通常在這種情況下,使用類似conduit. 特別是,將輸入讀取為位元組流并將這些位元組決議為數字將是最佳解決方案。話雖如此,在問題描述中對每個陣列的寬度有嚴格的要求,因此我們可以將輸入逐行讀取為 aByteString然后決議每行中的數字(為簡單起見假設為無符號)并寫入這些數字同時進入陣列。這確保在這個階段我們將只分配結果陣列和一行作為位元組序列。這可以通過像 那樣的決議庫來完成attoparsec,但問題很簡單,只需臨時進行即可。
type Val = Word
readMatrix :: Int -> Int -> IO (Matrix P Val)

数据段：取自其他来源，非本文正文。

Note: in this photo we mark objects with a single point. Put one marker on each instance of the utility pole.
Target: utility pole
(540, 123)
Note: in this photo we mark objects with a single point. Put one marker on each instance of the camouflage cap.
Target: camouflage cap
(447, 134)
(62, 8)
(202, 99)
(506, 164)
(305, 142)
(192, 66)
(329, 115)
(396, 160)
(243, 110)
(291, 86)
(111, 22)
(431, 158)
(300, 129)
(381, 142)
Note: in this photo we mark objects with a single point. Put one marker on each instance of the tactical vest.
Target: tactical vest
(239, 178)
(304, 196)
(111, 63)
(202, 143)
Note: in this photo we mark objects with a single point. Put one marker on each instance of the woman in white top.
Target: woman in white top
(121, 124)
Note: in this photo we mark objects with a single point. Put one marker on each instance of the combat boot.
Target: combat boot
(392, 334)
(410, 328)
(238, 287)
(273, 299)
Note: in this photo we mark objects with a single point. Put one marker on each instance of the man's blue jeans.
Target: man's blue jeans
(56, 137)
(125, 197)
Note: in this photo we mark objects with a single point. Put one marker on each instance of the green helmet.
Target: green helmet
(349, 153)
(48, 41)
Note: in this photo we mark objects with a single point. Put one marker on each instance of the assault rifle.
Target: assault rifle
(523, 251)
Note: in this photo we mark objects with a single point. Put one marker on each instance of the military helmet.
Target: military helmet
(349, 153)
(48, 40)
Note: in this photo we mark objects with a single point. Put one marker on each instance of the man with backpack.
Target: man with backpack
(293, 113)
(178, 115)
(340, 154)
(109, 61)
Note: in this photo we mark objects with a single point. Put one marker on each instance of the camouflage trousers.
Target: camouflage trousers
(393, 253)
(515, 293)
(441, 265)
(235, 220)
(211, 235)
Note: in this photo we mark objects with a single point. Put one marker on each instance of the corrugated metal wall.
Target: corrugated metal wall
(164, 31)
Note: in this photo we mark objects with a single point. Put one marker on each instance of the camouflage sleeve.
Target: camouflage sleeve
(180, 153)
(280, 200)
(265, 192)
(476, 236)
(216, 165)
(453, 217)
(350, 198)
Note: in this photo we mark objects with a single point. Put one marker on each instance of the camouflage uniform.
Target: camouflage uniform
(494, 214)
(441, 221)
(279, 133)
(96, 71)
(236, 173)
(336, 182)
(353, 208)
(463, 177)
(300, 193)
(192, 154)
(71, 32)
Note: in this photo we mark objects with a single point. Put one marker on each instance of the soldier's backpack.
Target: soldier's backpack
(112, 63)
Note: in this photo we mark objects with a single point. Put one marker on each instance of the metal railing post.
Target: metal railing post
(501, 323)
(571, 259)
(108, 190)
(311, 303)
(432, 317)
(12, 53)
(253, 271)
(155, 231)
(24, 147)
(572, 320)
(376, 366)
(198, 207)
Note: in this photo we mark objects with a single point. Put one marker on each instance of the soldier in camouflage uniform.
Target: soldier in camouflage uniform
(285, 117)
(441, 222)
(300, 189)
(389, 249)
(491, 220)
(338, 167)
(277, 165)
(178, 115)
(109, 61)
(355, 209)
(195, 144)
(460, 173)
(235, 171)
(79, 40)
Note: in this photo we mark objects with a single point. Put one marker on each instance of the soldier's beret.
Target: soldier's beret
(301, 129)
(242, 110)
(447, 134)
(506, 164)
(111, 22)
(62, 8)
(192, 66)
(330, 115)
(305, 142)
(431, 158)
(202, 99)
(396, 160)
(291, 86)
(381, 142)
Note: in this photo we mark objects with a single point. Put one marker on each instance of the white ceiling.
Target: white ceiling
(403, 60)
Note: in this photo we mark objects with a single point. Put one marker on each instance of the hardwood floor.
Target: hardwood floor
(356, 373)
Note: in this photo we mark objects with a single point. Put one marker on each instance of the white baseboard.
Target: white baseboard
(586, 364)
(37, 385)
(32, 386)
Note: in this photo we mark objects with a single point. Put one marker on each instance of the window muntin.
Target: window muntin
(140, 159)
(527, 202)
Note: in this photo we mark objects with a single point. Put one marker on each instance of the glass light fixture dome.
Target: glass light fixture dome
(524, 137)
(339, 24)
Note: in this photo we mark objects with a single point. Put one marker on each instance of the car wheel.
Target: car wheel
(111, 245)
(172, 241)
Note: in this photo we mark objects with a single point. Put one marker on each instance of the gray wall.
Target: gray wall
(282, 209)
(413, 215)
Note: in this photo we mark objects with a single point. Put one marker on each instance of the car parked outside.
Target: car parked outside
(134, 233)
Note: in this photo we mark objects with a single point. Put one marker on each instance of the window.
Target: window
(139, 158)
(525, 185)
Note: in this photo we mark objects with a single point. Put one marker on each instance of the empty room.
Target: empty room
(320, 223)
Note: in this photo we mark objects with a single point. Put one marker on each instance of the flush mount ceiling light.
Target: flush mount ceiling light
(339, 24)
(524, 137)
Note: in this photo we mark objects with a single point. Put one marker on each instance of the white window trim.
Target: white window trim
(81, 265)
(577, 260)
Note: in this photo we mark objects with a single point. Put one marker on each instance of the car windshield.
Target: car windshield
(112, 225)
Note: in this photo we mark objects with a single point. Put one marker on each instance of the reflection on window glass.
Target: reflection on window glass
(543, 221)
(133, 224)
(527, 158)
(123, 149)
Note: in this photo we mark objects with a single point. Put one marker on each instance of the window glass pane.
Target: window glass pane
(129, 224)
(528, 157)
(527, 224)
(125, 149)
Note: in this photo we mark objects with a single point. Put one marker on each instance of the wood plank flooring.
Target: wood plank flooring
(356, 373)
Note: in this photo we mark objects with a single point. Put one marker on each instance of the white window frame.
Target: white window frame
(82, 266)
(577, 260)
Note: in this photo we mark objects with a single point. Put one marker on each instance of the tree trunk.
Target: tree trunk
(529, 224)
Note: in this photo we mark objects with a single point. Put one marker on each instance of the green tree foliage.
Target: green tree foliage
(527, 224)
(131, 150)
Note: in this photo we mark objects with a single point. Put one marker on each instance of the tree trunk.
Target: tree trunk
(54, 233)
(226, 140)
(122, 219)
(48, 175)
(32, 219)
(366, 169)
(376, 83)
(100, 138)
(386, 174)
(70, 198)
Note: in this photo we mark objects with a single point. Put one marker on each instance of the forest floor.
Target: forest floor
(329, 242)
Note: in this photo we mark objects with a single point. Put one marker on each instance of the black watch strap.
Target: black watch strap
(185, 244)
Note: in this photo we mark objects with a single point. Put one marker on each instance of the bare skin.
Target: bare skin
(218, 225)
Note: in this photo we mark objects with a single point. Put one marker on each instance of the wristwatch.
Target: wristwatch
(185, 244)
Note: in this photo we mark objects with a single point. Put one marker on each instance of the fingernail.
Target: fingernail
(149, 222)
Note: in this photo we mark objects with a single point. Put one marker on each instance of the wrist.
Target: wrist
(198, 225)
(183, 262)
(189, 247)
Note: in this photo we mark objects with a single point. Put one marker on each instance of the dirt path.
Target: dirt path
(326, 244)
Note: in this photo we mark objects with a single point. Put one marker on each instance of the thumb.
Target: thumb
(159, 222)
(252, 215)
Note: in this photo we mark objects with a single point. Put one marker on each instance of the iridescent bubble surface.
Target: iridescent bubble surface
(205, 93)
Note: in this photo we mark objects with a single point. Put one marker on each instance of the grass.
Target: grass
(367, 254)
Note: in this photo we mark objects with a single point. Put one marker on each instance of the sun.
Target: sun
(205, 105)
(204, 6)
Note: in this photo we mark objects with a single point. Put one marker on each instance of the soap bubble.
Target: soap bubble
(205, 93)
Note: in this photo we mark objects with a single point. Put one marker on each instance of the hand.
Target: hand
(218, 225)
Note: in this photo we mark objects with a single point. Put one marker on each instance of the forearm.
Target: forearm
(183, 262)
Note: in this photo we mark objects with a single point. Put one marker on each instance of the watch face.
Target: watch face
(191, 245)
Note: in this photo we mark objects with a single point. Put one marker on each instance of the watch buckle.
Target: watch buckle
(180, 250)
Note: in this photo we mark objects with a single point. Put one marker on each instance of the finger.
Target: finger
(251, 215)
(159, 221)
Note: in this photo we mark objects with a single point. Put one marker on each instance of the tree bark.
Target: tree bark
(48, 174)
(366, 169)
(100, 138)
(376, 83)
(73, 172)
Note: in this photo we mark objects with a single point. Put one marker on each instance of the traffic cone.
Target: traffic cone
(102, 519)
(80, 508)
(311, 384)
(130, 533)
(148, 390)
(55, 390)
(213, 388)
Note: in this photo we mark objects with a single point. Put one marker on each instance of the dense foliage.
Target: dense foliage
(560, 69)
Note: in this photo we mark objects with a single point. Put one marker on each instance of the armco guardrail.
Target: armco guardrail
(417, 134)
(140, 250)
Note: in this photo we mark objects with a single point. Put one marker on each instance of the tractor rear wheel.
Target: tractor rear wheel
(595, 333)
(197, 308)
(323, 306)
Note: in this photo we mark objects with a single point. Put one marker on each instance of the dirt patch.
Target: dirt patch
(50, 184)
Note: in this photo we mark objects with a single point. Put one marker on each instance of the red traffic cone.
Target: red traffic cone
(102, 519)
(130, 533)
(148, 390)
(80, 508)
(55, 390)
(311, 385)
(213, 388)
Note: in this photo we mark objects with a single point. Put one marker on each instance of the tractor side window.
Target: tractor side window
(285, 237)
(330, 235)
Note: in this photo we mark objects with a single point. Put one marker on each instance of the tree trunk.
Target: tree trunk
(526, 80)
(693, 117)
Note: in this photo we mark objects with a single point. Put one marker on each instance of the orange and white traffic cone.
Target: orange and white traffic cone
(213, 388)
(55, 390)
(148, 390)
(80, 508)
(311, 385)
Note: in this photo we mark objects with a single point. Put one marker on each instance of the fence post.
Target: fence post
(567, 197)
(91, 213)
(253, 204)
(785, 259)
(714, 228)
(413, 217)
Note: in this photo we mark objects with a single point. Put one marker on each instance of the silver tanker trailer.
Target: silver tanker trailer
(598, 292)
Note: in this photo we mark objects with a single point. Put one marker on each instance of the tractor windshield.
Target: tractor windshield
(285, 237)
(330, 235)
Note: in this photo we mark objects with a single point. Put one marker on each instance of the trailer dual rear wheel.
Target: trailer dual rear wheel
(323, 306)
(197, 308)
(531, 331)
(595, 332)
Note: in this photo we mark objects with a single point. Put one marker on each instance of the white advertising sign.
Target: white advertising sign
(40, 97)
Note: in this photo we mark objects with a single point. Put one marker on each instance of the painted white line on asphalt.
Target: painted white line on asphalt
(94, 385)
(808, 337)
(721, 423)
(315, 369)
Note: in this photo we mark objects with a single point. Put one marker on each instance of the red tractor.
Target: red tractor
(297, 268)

readMatrix n m = createArrayS_ (Sz2 n m) readMMatrix
readMMatrix :: MMatrix RealWorld P Val -> IO ()
readMMatrix mat =
loopM_ 0 (< n) ( 1) $ \i -> do
line <- BS.getLine
--- ^ reads at most 10Mb because it is known that input will be at most
-- 5*10^5 Words: 19 digits max per Word and one for space: 5*10^5 * 20bytes
loopM 0 (< m) ( 1) line $ \j bs ->
let (word, bs') = parseWord bs
in bs' <$ write_ mat (i :. j) word
where
Sz2 n m = sizeOfMArray mat
isSpace = (== 32)
isDigit w8 = w8 >= 48 && w8 <= 57
parseWord bs =
case BS.uncons bs of
Just (w8, bs')
| isDigit w8 -> parseWordLoop (fromIntegral (w8 - 48)) bs'
| otherwise -> error $ "Unexpected byte: " show w8
Nothing -> error "Unexpected end of input"
parseWordLoop !acc bs =
case BS.uncons bs of
Nothing -> (acc, bs)
Just (w8, bs')
| isSpace w8 -> (acc, bs')
| isDigit w8 -> parseWordLoop (acc * 10 fromIntegral (w8 - 48)) bs'
| otherwise -> error $ "Unexpected byte: " show w8
解決
這是我們實施實際解決方案的步驟。我沒有嘗試修復這個 SO 問題中提供的解決方案,而是繼續翻譯了問題中鏈接的C 解決方案。我走這條路的原因有兩個:
- C 解決方案是非常必要的,我想證明命令式陣列操作對 Haskell 來說并不是那么陌生,所以我嘗試創建一個盡可能接近的翻譯。
- 我知道解決方案有效
請注意,應該可以使用arraypackage重寫下面的解決方案,因為最終需要的只是read,write和allocate操作。
computeSortBy ::
(Load r Ix1 e, Manifest r' e)
=> (e -> e -> Ordering)
-> Vector r e
-> Vector r' e
computeSortBy f vec =
withLoadMArrayST_ vec $ quicksortByM_ (\x y -> pure $ f x y) trivialScheduler_
solve :: Matrix P Val -> Maybe (Int, [Color])
solve a = runST $ do
let sz@(Sz2 n m) = size a
ord :: Vector P Int
ord = computeSortBy
(\x y -> compare (a ! (y :. 0)) (a ! (x :. 0))) (0 ..: n)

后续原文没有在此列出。